# Thoughts on honey sticks



## tarheit (Mar 26, 2003)

Wouldn't it take longer to fill one 3' straw than three 1' straws becuase of a loss in velocity due to friction (given the same pressure forcing the honey into the straw). It may not make much of a difference with water, but with a high viscocity fluid like honey it might make a noticeable difference.

I never took fluid flow in college, perhaps a chemical engineer *poke Jim* could correct me.

-Tim


----------



## BjornBee (Feb 7, 2003)

I question how many people make thier own sticks and actually make any money at all, when adding in supplies/equipment, honey, time and labor, etc. I can go directly to a supplier and buy bulk 100 sticks per bag at 7.90 per bag (10 bags or more at a time). I resell them at wholesale to my markets at 15.00 or sell them myself for 25.00 per hundred for end user operations.

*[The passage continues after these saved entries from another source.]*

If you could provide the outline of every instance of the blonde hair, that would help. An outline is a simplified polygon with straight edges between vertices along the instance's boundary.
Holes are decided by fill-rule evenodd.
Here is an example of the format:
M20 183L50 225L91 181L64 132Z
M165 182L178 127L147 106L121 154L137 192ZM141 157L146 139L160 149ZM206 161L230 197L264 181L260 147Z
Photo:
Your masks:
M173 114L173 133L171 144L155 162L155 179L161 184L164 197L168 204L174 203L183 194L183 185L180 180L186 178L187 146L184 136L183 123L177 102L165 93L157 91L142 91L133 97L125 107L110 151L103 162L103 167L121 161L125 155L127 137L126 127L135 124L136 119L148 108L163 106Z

I had thought about making sticks, but when I sat down and figured the extra cost and labor issues, the profit margin is just not worth my time and effort. I figured I needed to be pushing a very large number of sticks to make it worth it.


----------



## Joel (Mar 3, 2005)

It is amazing the different perspective you get on time vs money when you do this for at least part of your living. So much of what we do is extremely labor intensive. I too thought about buying a machine but came to the same conclusion. It seems like one of those tedious tasks that one would have to specialize in to become proficient enough to do it well. I know I get sick of filling jars, especially bears and 1's, Straws would likely put me in the padded room.


----------